And just to make sure I understand what you meant with the listwise deletion: Suppose we had

Condition A: Sub 1, 2, 3, 4

Condition B: Sub 1, 3, 4

Condition C: Sub 1, 2, 4

Does it do the list deletion on a per-comparison basis? i.e. compare A vs B with Subs 1, 3, 4; A vs C with 1, 2, 4, etc?

Or would it see that only Subs 1 and 4 have all conditions, and only use those two for all comparisons?

OK, I have actually managed to answer my own questions - I've added rows with NaNs in them for all the missing values, and now `wilcoxon`

works.

And I've stepped through the source code and I've seen that it does the second form of listwise deletion that I described.

So now I have a follow-up question: would it actually be valid to do it in the first, per-comparison way I described, where for each pairwise comparison, it finds the subjects that are in common for those two conditions only (rather than the subjects that occur in all conditions), and does that particular Wilcoxon test on the data from those subjects? (And then the next pairwise comparison might be on a different set of subjects. ) And then at the end do the correction for multiple comparisons with`multicomp`

? Obviously it's possible to do it with the software as `multicomp`

doesn

doesn't care where p-values come from, but I'm wondering whether it's actually legitimate to do this?

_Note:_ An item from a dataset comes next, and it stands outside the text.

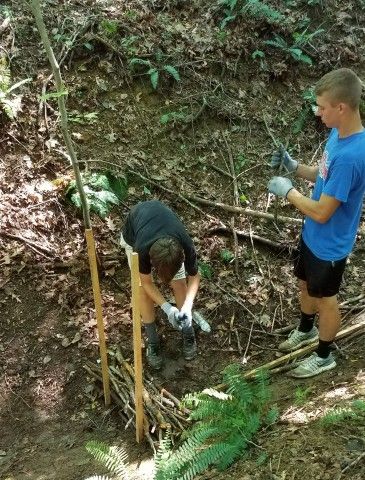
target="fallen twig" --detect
[186,192,302,225]
[0,230,54,257]
[208,226,294,251]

Thanks @RichardLeibbrandt ! What you are describing is the pairwise deletion method. I think it would be great to indeed let the users choose between a strict listwise (a.k.a casewise) deletion or a more liberal pairwise deletion. I just opened an issue for that on GitHub: raphaelvallat/pingouin#56 I will try to implement that in a future release. Regarding the p-values, I would tend to think that multiple comparison correction after pairwise deletion is still valid, but you should try to find some relevant papers on this to make sure. Thanks!